John witnessed this process and realised it was essentially strategy, not whimsy: “[Jack] was launching a new field that could be created only by collaboration — and collaboration among people who had previously seen no need to work together.”

John went on to form Boston Scientific and refined this strategy further with Andreas Gruentzig when introducing the balloon catheter to a hostile and uninterested market. Again, he was successful in catalysing large-scale change.

Astonishing.

But, on reflection perhaps there are no surprises here. You could have told the same story about any number of successful Open Source projects. Indeed, as John also reflects:

Just as Torvalds helped spawn the Open Source movement, and Jimmy Wales spearheaded the Wiki phenomenon, Andreas [Gruentzig] created a community of change agents who carried his ideas forward far more efficiently than he could have done on his own.

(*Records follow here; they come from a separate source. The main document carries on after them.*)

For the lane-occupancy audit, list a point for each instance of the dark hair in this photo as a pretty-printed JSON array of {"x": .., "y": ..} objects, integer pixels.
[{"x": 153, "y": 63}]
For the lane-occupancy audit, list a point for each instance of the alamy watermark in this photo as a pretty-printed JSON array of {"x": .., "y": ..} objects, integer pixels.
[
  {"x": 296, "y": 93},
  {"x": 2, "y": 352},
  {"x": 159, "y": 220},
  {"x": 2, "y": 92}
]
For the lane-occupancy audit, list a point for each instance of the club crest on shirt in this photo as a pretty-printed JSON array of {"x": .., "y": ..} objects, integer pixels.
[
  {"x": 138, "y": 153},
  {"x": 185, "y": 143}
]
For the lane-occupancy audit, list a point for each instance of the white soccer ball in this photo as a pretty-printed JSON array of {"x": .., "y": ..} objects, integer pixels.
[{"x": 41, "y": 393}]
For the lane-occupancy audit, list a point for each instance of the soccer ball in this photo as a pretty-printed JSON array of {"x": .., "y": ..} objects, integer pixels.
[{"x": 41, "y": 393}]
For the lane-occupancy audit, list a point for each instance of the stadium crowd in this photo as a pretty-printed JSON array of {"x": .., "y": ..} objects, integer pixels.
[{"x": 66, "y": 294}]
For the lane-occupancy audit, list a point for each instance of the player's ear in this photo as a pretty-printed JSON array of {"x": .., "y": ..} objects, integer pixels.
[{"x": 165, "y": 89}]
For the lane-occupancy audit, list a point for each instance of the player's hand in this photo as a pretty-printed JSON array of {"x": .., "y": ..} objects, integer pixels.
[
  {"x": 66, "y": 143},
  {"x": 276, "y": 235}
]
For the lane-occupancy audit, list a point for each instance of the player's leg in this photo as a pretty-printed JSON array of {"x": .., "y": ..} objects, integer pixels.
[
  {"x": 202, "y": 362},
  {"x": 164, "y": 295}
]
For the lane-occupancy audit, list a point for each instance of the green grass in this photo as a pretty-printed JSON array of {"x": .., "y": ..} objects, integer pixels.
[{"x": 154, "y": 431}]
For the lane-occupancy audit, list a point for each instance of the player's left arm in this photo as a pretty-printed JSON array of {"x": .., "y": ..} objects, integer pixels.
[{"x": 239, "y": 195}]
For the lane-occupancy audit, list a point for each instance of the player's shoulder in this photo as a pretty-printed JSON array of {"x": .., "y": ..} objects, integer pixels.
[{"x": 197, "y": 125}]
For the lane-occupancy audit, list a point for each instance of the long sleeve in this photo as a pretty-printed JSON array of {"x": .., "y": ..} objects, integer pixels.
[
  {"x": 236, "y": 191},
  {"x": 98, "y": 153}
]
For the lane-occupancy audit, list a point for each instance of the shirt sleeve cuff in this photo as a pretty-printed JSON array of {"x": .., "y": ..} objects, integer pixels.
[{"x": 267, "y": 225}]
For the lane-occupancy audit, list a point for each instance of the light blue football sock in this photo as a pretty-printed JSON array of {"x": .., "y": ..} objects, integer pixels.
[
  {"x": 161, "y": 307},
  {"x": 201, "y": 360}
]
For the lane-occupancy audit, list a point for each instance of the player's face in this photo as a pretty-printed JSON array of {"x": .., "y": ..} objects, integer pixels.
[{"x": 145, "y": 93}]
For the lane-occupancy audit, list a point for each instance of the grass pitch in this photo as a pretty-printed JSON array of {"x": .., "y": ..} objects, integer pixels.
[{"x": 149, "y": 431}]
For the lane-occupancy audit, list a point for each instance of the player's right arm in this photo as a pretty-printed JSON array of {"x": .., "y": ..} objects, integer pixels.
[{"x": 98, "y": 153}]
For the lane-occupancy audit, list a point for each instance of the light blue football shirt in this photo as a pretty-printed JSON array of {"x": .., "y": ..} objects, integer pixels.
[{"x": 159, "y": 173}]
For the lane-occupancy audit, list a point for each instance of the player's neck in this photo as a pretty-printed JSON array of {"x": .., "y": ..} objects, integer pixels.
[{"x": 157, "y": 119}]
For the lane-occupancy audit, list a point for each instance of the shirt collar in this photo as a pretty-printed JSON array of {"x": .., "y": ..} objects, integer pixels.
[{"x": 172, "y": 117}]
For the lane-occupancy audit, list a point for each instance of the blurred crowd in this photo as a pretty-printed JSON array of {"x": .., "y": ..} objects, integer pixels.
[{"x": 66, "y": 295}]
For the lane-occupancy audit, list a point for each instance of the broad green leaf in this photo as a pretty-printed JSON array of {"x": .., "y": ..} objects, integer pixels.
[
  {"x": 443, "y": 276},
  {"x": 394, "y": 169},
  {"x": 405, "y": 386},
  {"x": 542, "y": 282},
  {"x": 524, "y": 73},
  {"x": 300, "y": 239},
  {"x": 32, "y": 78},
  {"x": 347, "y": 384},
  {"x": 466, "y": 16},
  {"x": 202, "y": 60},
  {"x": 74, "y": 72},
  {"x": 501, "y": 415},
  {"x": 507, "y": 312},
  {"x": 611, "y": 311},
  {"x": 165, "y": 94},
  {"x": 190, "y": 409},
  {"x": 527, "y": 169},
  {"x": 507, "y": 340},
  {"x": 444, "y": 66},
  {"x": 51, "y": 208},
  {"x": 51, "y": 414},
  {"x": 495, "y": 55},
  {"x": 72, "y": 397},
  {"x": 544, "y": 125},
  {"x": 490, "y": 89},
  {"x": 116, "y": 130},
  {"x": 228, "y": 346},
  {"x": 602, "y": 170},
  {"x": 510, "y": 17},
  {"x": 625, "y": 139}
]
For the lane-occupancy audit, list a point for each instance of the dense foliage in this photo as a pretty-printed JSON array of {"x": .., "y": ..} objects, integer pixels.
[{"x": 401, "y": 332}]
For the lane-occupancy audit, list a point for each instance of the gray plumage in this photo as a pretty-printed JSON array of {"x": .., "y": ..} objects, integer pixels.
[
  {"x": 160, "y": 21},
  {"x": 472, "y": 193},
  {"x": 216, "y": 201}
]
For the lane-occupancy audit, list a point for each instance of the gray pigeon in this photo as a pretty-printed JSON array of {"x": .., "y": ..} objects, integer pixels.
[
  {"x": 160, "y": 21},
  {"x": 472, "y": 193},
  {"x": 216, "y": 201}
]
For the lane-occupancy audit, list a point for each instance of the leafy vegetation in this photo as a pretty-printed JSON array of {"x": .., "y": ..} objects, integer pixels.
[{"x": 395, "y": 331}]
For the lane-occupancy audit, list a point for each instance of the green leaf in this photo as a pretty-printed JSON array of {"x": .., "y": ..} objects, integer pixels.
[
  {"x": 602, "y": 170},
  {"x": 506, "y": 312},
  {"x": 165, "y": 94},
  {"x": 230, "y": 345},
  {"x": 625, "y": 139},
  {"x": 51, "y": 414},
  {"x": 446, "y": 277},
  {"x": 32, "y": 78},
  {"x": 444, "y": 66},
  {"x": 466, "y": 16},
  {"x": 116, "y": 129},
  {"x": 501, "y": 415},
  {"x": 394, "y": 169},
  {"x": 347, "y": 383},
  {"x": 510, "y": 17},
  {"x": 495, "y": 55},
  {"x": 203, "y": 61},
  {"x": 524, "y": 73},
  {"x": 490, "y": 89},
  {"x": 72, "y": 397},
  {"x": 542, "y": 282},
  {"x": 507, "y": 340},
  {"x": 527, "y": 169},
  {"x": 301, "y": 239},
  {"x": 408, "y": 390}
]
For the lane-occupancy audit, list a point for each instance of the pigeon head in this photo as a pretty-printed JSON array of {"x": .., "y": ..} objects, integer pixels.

The strategy in all these cases started with a simple idea – to create a community of change agents. John Abele did it with surgical instruments, Linus Torvalds with a kernel, and Jimmy Wales with information. Now we need to leverage these exact same strategies to fuel the adoption of world beating user-facing open source products.

Diffusion works because the users are the community and they feel ownership of the processes and the result. This is exactly what the Cabbage Tree Method develops in the Design Sessions. To take the product to the next level requires leveraging this shared ownership by working with the initial group of users to bring in the next layer of users. Each group, in turn, is empowered to take the product into the world and convince more people of its usefulness, perhaps even drawing them into future design sessions.